Yaqut Bantah Terima Uang dan Prioritaskan Keselamatan Jemaah

“Saya tidak pernah menerima sepeser pun dari kasus yang dituduhkan kepada saya, dan saya lakukan semua kebijakan ini semata-mata untuk keselamatan jemaah. Itu yang bisa saya sampaikan,” ujar Yaqut kepada awak media.

Kronologi Penyelidikan Kasus Korupsi Kuota Haji

Penyidikan kasus dugaan korupsi ini dimulai oleh KPK pada 9 Agustus 2025. Kasus ini berpusat pada penentuan kuota dan penyelenggaraan ibadah haji di Kementerian Agama untuk tahun 2023-2024.

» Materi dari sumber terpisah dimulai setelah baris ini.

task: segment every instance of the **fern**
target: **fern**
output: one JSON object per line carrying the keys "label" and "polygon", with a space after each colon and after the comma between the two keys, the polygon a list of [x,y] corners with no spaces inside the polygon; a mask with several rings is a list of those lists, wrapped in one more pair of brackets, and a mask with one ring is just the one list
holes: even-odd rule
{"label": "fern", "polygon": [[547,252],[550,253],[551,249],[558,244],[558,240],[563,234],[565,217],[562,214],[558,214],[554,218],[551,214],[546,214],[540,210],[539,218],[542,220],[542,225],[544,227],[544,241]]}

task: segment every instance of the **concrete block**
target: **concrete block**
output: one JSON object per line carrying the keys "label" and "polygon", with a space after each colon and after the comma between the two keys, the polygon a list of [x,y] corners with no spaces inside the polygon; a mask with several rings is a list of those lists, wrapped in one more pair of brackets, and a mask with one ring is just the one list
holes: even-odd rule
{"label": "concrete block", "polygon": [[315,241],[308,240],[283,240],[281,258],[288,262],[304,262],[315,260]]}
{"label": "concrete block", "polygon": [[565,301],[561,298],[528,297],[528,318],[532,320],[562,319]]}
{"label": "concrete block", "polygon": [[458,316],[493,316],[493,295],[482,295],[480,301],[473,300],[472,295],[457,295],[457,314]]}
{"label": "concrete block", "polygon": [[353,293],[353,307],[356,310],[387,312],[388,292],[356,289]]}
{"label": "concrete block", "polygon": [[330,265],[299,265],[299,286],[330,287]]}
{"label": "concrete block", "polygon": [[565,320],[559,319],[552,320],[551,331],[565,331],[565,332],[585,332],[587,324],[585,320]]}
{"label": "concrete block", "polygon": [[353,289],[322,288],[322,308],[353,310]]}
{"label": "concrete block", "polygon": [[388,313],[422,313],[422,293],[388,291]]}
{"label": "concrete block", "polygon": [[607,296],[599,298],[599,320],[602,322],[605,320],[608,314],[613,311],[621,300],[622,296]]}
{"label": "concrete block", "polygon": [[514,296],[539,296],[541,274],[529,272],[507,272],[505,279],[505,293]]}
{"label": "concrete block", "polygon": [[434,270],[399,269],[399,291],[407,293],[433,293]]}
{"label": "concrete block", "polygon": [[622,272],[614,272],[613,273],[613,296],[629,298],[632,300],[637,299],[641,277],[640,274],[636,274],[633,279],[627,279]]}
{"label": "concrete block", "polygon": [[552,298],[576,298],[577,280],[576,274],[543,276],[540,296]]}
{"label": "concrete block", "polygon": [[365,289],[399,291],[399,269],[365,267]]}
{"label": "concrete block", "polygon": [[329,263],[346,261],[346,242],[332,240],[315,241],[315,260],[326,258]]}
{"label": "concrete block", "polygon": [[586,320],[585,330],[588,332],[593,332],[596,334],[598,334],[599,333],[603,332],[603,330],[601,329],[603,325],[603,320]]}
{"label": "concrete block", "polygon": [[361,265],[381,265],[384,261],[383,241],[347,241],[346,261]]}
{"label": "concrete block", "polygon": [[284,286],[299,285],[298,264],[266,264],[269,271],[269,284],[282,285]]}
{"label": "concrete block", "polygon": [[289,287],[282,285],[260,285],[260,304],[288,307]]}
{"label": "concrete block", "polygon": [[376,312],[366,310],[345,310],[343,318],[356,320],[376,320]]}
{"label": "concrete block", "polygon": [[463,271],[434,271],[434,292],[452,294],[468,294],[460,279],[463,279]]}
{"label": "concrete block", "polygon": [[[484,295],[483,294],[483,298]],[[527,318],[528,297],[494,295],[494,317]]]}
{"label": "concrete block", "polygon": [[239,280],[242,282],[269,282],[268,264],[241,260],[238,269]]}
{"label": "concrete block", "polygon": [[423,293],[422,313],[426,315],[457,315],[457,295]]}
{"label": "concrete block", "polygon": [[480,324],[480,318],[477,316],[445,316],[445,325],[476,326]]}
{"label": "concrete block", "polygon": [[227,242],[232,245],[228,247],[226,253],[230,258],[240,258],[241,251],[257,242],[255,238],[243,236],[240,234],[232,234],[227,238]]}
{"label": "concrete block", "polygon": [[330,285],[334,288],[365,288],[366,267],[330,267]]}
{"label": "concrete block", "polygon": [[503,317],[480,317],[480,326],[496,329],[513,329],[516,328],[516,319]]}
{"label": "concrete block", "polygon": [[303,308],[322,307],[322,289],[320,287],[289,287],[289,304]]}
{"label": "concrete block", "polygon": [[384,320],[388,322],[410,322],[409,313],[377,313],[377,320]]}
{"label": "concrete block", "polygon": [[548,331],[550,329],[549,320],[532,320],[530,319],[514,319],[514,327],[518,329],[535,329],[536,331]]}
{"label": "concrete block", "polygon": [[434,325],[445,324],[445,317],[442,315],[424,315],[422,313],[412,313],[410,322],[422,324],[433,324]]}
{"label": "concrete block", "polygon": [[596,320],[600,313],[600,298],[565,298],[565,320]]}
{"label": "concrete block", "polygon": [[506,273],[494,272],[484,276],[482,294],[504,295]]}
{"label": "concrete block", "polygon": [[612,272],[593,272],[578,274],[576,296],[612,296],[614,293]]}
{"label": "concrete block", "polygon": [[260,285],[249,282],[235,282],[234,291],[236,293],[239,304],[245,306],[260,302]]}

Pada 11 Agustus 2025, KPK mengumumkan penghitungan awal kerugian negara dalam kasus tersebut mencapai lebih dari Rp1 triliun. Bersamaan dengan itu, KPK mencegah tiga orang untuk bepergian ke luar negeri selama enam bulan ke depan.

Ketiga orang yang dicegah tersebut adalah Yaqut Cholil Qoumas, Ishfah Abidal Aziz (IAA) alias Gus Alex selaku staf Yaqut, dan Fuad Hasan Masyhur selaku pemilik biro penyelenggara haji Maktour.

KPK kemudian mengumumkan penetapan Yaqut dan Gus Alex sebagai tersangka kasus dugaan korupsi kuota haji pada 9 Januari 2026. Penetapan ini menyusul pengembangan penyelidikan yang telah berlangsung.

Yaqut sempat mengajukan permohonan praperadilan atas penetapan tersangkanya ke Pengadilan Negeri Jakarta Selatan pada 10 Februari 2026. Permohonan tersebut terdaftar dengan nomor perkara 19/Pid.Pra/2026/PN JKT.SEL.

Pada 19 Februari 2026, KPK memperpanjang pencegahan ke luar negeri hanya untuk Yaqut dan Gus Alex. Sementara itu, pencegahan terhadap Fuad Hasan Masyhur tidak diperpanjang.

Audit kerugian keuangan negara dari Badan Pemeriksa Keuangan (BPK) RI diterima KPK pada 27 Februari 2026. Hasil audit tersebut kemudian diumumkan pada 4 Maret 2026, menunjukkan kerugian negara akibat kasus ini mencapai Rp622 miliar.

Upaya praperadilan Yaqut akhirnya ditolak oleh majelis hakim Pengadilan Negeri Jakarta Selatan pada 11 Maret 2026, sehari sebelum penahanannya.